In the first case, Oklahoma has a law requiring a pre-abortion ultrasound that is displayed and explained to the woman prior to the performance of any abortion. This law has been challenged in a case captioned, Nova Health Systems, et al., v. Scott Pruitt, et all. The state trial court struck down the law, stating that it violated the state constitution by requiring a procedure prior to abortion that is not required before all other medical procedures. The Oklahoma Supreme Court affirmed on the basis that the ultrasound requirement violated the U.S. Supreme Court’s interpretation of the U.S. Constitution. The Oklahoma Attorney General has asked the US Supreme Court to hear the case, and reverse on the basis that ultrasound requirements are constitutional.

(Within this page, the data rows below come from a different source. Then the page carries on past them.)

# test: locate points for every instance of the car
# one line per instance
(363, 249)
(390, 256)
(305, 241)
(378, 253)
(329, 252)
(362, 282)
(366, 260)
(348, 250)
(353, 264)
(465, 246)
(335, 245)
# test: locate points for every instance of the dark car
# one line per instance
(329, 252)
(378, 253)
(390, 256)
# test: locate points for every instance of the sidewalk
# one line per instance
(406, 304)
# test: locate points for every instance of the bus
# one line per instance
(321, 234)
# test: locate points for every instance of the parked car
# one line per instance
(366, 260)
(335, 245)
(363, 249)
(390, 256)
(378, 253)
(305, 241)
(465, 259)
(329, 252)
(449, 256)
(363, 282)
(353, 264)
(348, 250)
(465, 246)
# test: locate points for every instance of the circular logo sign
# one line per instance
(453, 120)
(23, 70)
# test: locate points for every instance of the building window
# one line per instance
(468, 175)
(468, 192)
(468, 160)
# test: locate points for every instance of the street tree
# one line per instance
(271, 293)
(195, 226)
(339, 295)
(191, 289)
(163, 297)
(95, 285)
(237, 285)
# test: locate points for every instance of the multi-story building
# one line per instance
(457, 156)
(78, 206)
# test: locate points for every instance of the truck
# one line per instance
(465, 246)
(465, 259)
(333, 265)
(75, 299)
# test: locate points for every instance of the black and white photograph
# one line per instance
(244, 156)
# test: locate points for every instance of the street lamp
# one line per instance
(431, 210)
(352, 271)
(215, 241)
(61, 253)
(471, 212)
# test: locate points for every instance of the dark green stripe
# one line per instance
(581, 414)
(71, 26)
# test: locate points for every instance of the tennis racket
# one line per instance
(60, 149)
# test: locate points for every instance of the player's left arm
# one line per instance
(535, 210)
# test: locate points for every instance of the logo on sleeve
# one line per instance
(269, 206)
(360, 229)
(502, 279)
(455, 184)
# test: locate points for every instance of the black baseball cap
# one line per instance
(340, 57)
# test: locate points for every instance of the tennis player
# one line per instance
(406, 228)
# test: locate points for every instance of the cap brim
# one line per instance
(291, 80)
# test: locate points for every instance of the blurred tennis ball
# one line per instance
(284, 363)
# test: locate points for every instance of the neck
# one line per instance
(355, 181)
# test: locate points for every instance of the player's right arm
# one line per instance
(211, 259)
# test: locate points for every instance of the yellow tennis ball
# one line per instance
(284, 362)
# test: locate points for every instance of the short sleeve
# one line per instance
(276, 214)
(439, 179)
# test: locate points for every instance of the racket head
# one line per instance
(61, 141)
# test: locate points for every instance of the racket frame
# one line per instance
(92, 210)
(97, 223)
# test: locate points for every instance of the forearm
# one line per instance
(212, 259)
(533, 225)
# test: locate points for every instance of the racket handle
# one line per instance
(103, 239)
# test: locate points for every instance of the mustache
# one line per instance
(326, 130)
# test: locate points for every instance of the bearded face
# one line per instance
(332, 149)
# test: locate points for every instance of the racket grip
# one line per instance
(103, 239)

Oklahoma also has a law requiring any medical abortion utilize the protocol used when RU-486 was approved by the FDA. In Oklahoma Coalition for Reproductive Justice v. Cline, Nova Health Systems, along with the Oklahoma Coalition for Reproductive Justice, sued claiming that abortion providers should be able to administer RU-486 in other ways. The Oklahoma trial court created an implied right to abortion in the Oklahoma Constitution, and struck down the law as a burden on the newly created “right.” The Oklahoma Supreme Court affirmed the trial court on the basis that the law violated the U.S. Supreme Court’s interpretation of the U.S. Constitution. The Oklahoma Attorney General has asked the US Supreme Court to hear the case, and reverse.
Keep your fingers crossed that the Supreme Court takes the cases.